Below trend growth to continue
Household income and construction drag.
GDP recorded another quarter of weak growth, lifting a modest 0.2% q/q and resulting in through the year growth of 2.3% in 2018. It is clear that growth in H2 2018 slowed significantly from the pace seen in H1 2018 – growth annualised at only 0.9% in H2 2018. Even with faster momentum through 2019, growth is unlikely to reach the 3.0% rate expected by the RBA over 2019. NAB’s forecast is for the RBA to keep rates on hold for the foreseeable future, though we have signalled increased risk of a rate cut. Any significant deterioration in the labour market would likely see a series of cuts by the RBA. We will review today’s data and next week’s NAB Business Survey before releasing updated forecasts next week.
The soft results of recent quarters reflect a combination of the downturn in housing, continuing relatively slow income growth (though this has improved a little) and the tail end of the wind down in mining investment.
On the expenditure side, the weakness in the quarter was largely a result of soft consumption growth, a sizable fall in dwelling investment and weaker-than-expected growth in business investment.

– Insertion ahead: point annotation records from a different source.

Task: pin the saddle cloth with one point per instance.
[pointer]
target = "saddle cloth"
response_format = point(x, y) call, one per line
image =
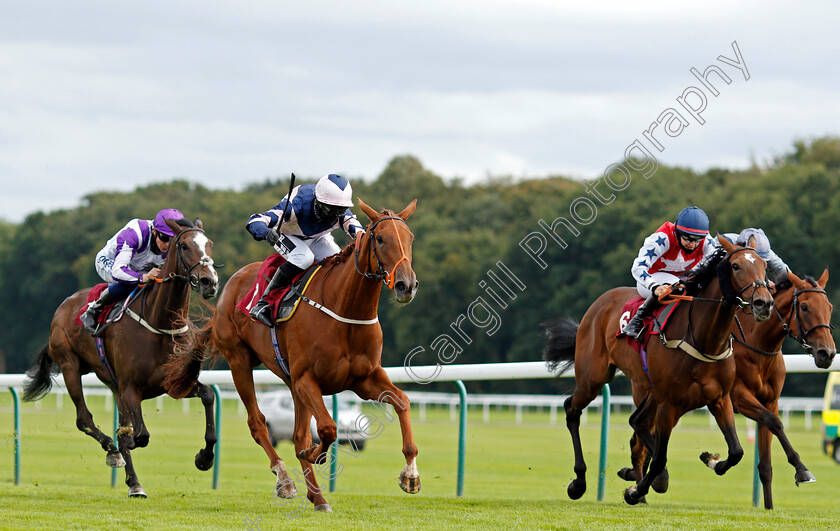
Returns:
point(93, 295)
point(653, 324)
point(283, 301)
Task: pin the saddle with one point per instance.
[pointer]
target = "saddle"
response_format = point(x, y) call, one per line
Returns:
point(283, 301)
point(105, 317)
point(654, 324)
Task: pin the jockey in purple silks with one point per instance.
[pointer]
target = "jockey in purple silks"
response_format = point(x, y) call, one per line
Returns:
point(305, 227)
point(671, 251)
point(132, 256)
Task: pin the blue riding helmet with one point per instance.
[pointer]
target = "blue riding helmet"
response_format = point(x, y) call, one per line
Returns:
point(692, 223)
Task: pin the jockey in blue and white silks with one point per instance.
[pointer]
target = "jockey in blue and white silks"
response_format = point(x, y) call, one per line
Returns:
point(671, 251)
point(133, 255)
point(305, 233)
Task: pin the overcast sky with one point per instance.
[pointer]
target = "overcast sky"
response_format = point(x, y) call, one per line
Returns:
point(103, 95)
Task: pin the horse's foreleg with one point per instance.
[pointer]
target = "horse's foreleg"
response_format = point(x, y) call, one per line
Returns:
point(725, 416)
point(243, 378)
point(380, 388)
point(125, 438)
point(84, 419)
point(204, 457)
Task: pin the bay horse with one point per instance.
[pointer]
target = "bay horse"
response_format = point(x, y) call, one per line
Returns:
point(136, 349)
point(802, 311)
point(673, 381)
point(324, 354)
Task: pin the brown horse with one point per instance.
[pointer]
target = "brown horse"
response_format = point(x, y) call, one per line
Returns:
point(136, 350)
point(673, 382)
point(325, 355)
point(803, 312)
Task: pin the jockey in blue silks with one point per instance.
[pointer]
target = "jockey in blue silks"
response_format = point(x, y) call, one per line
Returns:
point(305, 233)
point(132, 256)
point(671, 251)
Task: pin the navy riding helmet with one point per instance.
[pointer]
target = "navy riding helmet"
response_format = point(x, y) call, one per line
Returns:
point(692, 223)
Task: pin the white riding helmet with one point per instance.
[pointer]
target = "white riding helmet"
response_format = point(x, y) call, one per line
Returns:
point(334, 190)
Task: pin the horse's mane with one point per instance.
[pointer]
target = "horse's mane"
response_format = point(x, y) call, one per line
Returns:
point(786, 284)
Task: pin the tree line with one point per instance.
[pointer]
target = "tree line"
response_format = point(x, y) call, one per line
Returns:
point(494, 259)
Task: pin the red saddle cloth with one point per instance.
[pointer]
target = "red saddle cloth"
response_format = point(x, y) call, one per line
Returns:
point(629, 310)
point(93, 295)
point(264, 275)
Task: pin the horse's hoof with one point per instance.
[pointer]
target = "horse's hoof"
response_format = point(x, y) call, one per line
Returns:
point(627, 474)
point(661, 482)
point(408, 484)
point(710, 459)
point(204, 460)
point(631, 496)
point(576, 489)
point(115, 460)
point(805, 477)
point(137, 492)
point(285, 489)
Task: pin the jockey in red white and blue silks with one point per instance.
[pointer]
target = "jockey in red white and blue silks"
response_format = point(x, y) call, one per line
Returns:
point(671, 251)
point(133, 255)
point(305, 232)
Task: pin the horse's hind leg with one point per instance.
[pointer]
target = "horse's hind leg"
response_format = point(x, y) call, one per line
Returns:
point(84, 419)
point(243, 378)
point(380, 388)
point(204, 457)
point(725, 417)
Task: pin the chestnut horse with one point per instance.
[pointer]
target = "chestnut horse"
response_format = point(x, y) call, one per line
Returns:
point(325, 355)
point(673, 381)
point(136, 350)
point(802, 311)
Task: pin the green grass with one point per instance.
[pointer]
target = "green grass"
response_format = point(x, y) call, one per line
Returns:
point(516, 477)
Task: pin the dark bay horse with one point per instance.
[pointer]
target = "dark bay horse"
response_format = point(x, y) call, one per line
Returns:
point(136, 350)
point(674, 381)
point(325, 356)
point(803, 312)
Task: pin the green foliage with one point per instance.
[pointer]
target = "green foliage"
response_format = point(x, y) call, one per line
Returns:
point(461, 234)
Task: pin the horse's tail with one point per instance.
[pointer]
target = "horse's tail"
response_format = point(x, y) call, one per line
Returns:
point(39, 376)
point(559, 351)
point(182, 369)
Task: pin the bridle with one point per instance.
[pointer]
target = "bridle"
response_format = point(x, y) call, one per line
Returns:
point(387, 277)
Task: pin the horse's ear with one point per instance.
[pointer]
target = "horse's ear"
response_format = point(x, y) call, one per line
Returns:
point(407, 211)
point(823, 279)
point(369, 212)
point(174, 226)
point(726, 244)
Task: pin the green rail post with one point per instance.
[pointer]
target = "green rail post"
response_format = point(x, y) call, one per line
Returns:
point(218, 446)
point(462, 437)
point(334, 447)
point(16, 400)
point(756, 480)
point(116, 426)
point(605, 429)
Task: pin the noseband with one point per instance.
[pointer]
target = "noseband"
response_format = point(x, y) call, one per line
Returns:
point(387, 277)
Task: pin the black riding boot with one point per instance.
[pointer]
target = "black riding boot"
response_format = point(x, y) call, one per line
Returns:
point(636, 325)
point(91, 316)
point(262, 310)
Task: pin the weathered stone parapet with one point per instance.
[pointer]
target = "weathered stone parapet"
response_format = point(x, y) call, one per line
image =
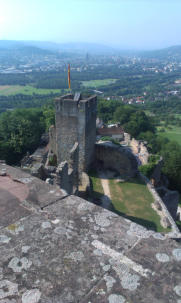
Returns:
point(163, 207)
point(116, 157)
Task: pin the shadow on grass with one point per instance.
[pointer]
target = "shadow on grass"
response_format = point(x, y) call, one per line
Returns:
point(96, 198)
point(112, 175)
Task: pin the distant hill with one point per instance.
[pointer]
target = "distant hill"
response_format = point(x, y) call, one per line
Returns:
point(41, 47)
point(22, 48)
point(61, 47)
point(173, 51)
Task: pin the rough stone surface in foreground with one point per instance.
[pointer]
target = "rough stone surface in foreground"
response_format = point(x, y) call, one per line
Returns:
point(70, 250)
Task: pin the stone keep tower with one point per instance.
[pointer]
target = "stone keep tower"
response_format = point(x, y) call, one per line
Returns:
point(75, 120)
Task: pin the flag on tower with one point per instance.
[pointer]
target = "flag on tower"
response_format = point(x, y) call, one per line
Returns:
point(69, 76)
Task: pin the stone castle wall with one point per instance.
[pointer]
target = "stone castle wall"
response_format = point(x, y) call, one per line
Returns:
point(118, 158)
point(76, 122)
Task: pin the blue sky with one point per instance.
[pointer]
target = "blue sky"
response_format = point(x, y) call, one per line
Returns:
point(133, 24)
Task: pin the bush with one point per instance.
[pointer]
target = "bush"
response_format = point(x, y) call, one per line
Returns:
point(147, 169)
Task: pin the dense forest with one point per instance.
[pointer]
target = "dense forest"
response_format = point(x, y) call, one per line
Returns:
point(140, 126)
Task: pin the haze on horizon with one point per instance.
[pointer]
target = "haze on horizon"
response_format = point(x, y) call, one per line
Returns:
point(126, 24)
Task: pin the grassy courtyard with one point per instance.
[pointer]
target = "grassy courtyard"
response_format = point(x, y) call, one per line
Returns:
point(173, 133)
point(98, 83)
point(133, 200)
point(130, 199)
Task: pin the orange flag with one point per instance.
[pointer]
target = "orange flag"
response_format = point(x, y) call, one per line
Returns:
point(69, 75)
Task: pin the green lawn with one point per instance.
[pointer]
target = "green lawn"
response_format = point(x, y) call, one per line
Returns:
point(133, 200)
point(130, 199)
point(98, 83)
point(96, 184)
point(6, 90)
point(172, 134)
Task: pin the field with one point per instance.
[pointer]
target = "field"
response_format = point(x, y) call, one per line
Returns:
point(98, 83)
point(6, 90)
point(172, 133)
point(130, 199)
point(133, 200)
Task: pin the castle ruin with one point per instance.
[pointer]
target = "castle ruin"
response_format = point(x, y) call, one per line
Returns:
point(72, 140)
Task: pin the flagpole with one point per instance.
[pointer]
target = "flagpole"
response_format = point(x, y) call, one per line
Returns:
point(69, 82)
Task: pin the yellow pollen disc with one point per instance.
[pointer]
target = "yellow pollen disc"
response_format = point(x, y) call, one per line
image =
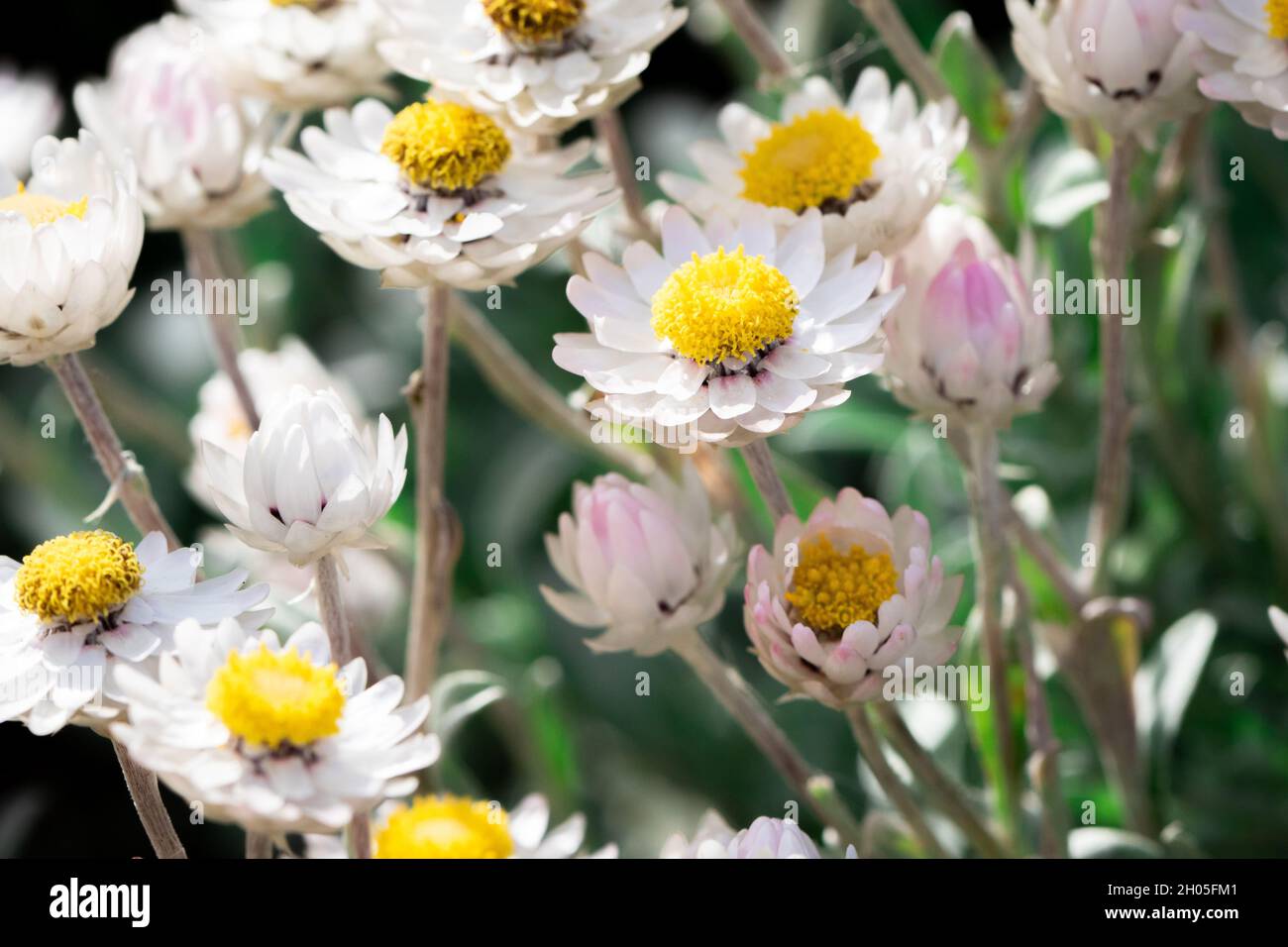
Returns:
point(446, 827)
point(724, 304)
point(816, 158)
point(535, 21)
point(42, 209)
point(269, 697)
point(445, 146)
point(832, 590)
point(1276, 11)
point(77, 578)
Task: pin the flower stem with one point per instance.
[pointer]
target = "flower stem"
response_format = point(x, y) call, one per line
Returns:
point(947, 793)
point(746, 707)
point(436, 528)
point(764, 474)
point(123, 472)
point(890, 784)
point(224, 329)
point(147, 801)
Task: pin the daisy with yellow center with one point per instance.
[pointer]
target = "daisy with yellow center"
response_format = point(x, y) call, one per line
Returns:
point(446, 827)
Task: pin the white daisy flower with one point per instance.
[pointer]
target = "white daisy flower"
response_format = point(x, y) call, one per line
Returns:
point(874, 165)
point(436, 193)
point(296, 54)
point(270, 376)
point(1121, 63)
point(545, 64)
point(449, 826)
point(1244, 55)
point(30, 108)
point(196, 144)
point(846, 594)
point(765, 838)
point(68, 243)
point(733, 333)
point(82, 605)
point(269, 736)
point(309, 482)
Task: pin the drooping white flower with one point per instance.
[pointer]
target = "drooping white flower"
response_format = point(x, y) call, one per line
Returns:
point(310, 482)
point(269, 736)
point(1121, 63)
point(82, 605)
point(648, 564)
point(30, 108)
point(544, 64)
point(437, 192)
point(874, 165)
point(296, 54)
point(845, 594)
point(765, 838)
point(969, 341)
point(733, 333)
point(1243, 58)
point(196, 144)
point(68, 243)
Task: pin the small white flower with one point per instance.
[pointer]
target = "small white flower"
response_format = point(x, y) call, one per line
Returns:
point(896, 602)
point(309, 482)
point(874, 163)
point(545, 64)
point(732, 334)
point(196, 144)
point(30, 108)
point(1119, 62)
point(1244, 55)
point(82, 605)
point(297, 54)
point(437, 192)
point(270, 736)
point(765, 838)
point(68, 243)
point(644, 562)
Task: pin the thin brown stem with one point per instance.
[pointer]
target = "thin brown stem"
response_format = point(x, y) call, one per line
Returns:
point(947, 793)
point(890, 783)
point(746, 707)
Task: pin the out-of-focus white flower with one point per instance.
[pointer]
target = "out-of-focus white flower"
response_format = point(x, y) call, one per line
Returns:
point(733, 333)
point(644, 562)
point(69, 240)
point(30, 110)
point(270, 376)
point(437, 192)
point(309, 482)
point(545, 64)
point(269, 736)
point(846, 594)
point(1244, 55)
point(1119, 62)
point(197, 145)
point(969, 339)
point(874, 165)
point(80, 607)
point(297, 54)
point(765, 838)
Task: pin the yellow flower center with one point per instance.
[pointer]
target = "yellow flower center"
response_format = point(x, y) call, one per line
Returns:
point(816, 158)
point(42, 209)
point(77, 578)
point(724, 304)
point(1276, 11)
point(446, 827)
point(535, 21)
point(273, 697)
point(832, 590)
point(445, 146)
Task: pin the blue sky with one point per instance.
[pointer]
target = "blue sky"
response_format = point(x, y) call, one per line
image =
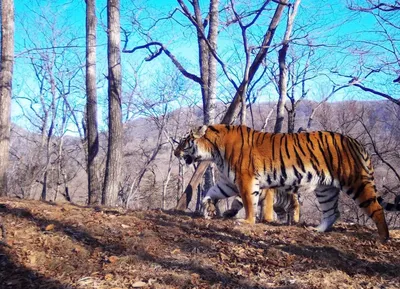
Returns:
point(326, 22)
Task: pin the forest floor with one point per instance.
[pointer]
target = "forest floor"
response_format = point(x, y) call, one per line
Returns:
point(67, 246)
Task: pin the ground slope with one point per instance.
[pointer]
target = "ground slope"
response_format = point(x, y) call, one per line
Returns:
point(66, 246)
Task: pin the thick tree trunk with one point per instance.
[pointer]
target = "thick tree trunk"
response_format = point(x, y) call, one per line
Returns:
point(114, 152)
point(6, 73)
point(280, 112)
point(94, 190)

Growth was supported by a solid contribution from underlying public demand, driven by ongoing growth in government consumption – likely NDIS related; government investment fell in the quarter. Both the income and production measures of GDP saw weaker prints in the quarter and have tracked substantially below the expenditure measure over the year. Of note, the farm sector continued to show weakness, again falling in the quarter from the ongoing effects of the drought. Price and wage measures remain muted and despite a small lift in unit labour costs growth, overall inflationary pressures remain muted.